Expertise: The Rabbit Hole You Can't Climb Out Of

April 21, 2022

I’ve found myself thinking and conversing a lot about learning and curiosity as I navigate this phase of transition in life. I keep returning to the idea of skill transfer and exploring ways to strategically maximize the joy filled dopamine hit of trying something interesting and/or hard and figuring it out. Here’s a talk I gave on my observations thus far.

The sheer joy that chasing curiosity brings me has always driven me to encourage that type of curiosity in others. I make a concerted effort to be active in my tech communities helping others and sowing the seeds of curiosity. Among those groups theres also many good conversations happening around mentorship and learning.

I recently fell in a late night internet rabbit hole as one is wont to do. I started reading psychology research on skill and knowledge transfer between individuals. I came across this interesting paper: Bothered by Abstraction: The Effect of Expertise on Knowledge Transfer and Subsequent Novice Performance. The findings described in the abstract echoed strains of my mental model of learning and skill transfer so I dove in.

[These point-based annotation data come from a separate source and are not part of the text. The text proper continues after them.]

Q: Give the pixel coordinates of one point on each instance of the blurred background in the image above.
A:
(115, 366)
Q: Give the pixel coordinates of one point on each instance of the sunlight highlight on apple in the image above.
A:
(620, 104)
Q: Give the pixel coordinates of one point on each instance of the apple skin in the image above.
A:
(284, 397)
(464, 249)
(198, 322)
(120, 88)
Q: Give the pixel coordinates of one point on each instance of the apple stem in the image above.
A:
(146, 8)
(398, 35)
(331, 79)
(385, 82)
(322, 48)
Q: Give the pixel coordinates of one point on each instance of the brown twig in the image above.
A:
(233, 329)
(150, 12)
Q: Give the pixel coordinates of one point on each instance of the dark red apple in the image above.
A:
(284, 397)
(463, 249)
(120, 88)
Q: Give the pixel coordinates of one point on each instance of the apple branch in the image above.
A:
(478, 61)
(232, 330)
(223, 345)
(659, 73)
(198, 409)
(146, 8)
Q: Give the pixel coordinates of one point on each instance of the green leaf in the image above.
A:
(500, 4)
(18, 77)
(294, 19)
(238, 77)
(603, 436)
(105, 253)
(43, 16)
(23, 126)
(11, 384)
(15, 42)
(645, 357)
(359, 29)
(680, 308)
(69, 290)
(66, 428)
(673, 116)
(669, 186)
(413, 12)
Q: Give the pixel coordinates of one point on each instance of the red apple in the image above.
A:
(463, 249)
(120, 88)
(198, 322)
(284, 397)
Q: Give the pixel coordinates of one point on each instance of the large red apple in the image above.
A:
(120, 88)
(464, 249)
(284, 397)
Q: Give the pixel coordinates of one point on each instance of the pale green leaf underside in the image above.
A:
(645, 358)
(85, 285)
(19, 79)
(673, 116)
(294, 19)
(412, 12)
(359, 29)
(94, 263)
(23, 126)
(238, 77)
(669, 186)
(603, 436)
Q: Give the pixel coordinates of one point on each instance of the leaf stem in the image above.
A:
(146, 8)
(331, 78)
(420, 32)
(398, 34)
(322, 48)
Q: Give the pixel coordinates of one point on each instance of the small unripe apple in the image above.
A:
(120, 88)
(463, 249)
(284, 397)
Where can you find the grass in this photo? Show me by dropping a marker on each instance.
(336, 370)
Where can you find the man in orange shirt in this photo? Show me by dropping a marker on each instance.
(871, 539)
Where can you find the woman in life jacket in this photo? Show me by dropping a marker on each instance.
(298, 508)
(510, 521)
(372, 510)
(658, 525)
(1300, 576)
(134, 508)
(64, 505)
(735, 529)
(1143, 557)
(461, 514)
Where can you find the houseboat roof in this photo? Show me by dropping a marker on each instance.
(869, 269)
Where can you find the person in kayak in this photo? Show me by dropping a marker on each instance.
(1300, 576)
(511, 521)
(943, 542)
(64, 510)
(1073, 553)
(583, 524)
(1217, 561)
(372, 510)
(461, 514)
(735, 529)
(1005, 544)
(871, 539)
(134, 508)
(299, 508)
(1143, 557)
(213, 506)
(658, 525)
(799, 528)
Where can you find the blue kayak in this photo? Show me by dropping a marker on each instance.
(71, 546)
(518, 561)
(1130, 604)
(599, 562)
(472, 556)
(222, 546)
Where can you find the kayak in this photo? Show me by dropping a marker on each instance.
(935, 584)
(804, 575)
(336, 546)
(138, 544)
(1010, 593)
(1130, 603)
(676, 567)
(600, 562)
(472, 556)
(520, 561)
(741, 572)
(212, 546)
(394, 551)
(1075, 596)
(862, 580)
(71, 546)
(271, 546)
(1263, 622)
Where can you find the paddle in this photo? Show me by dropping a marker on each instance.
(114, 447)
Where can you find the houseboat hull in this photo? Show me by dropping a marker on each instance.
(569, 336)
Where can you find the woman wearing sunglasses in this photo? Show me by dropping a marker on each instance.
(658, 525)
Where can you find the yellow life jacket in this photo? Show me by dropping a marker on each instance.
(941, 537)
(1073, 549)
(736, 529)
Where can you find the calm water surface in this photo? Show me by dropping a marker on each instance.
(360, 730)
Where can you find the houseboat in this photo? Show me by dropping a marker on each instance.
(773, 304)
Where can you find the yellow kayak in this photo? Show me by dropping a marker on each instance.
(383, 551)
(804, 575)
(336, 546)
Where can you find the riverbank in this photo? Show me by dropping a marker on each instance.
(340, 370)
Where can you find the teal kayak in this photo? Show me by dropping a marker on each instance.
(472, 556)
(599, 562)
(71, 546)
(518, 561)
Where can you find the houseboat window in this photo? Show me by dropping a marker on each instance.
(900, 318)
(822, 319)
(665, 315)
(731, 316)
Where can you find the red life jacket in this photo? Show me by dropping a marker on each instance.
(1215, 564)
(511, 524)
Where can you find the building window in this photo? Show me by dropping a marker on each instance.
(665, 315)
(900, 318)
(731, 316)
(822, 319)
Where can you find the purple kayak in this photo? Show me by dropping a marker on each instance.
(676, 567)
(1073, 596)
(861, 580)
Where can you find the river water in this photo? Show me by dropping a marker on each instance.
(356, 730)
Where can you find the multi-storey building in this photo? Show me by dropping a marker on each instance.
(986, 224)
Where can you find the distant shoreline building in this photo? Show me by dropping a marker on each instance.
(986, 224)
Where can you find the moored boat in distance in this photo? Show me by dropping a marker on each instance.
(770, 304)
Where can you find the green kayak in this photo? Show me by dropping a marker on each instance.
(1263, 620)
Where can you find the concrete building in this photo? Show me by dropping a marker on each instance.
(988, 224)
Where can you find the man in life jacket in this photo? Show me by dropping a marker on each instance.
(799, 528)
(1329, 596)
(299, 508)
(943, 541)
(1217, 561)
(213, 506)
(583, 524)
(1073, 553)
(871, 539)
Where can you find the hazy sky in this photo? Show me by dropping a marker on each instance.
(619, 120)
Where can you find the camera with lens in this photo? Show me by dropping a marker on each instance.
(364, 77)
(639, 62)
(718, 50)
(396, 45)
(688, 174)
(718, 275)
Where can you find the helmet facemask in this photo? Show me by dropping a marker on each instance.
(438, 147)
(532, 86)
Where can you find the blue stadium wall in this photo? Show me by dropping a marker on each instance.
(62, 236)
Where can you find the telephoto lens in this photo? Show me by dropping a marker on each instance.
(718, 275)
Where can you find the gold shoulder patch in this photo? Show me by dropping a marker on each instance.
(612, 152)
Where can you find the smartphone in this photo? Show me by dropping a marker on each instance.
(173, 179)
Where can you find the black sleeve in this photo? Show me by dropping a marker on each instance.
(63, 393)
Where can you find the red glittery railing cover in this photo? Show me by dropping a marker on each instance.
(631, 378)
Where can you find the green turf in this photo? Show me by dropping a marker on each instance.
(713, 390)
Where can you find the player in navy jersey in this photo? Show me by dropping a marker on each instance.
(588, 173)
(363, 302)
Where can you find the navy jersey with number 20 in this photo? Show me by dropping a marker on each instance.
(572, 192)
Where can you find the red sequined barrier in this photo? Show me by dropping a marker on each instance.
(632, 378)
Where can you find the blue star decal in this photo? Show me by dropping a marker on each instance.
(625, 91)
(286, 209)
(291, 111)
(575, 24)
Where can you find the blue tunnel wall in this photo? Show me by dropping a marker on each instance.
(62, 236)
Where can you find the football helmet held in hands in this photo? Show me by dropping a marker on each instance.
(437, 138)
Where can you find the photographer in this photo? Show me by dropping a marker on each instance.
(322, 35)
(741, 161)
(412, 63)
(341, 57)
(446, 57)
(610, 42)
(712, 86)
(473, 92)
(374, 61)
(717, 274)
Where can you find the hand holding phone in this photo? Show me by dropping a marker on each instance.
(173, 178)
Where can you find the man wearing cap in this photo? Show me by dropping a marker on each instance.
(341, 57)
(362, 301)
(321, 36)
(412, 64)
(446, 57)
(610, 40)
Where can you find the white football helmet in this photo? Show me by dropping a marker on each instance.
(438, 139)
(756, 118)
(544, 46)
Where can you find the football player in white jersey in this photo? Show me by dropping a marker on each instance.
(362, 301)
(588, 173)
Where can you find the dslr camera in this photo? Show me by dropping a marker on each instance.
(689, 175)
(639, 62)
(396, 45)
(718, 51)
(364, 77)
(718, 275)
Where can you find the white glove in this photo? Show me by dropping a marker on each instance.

In a nutshell, the research team was attempting to test the impact expertise has on knowledge transfer. They had beginners learn a simple skill they had no background in (constructing a simple electronic circuit). They had relative experts perform the same skill. Then both experts and beginners made instructional videos for novices. As some of you may have experienced, a relative beginner can be more effective than an expert in getting knowledge transferred to a novice, and that was the case here. The paper supports the idea that it is difficult for experts to separate out the early concrete skills from the larger, hierarchical abstract concepts they have built on top of them. This makes beginners potentially more effective teachers in this particular scenario.

In their instructional videos, the experts used more abstract and advanced statements to explain the task. The beginners gave more simple, concrete statements. The beginner-taught novices had a higher rate of success on the initial task. I remember when I was teaching Lighting Design realizing that I didn’t remember how I actually learned a good chunk of the material I was now teaching…I simply ‘knew it” and became painfully aware that wouldn’t really be particularly useful to my students. I couldn’t extract how I learned the fundamentals from the larger models and concepts I had built on them in my brain. For those with expertise, it may be difficult to get away from more complex abstractions and advanced language when trying to relate to the current learning experience of the novice. You’re too far removed from it.

Experts don’t fret - it got particularly interesting when they gave the novices a second task. Half of them got the same task again, the other half got a new variant in a similar domain. In this second round, those that learned the first task from the expert and repeated the original task saw larger improvements on their performance than the beginner-taught novices. Those that received a different, related task also performed better if they learned the first task from the expert.

My key takeaways from reading this paper through the lens of learning and teaching lots of new things lately:

  1. Relative beginners can be great teachers for skills they recently gained a level of competency in. They likely remember the experience of adding that bit of knowledge from a novice perspective. Leverage this when you’re doing something new and pay it forward while it’s fresh!

  2. Experts - be conscious when teaching basics to novices to emphasize simple statements and concrete steps for the first exposure to a new skill. You’re likely not doing it as much as you think you are.

  3. For all skill levels, the rate of success on learning a new skill is likely to be higher the first time if you focus on concrete, simple statements.

  4. Working outward from the concrete to the abstract accelerates learning and improvement on the target skill and transfer to adjacent skills.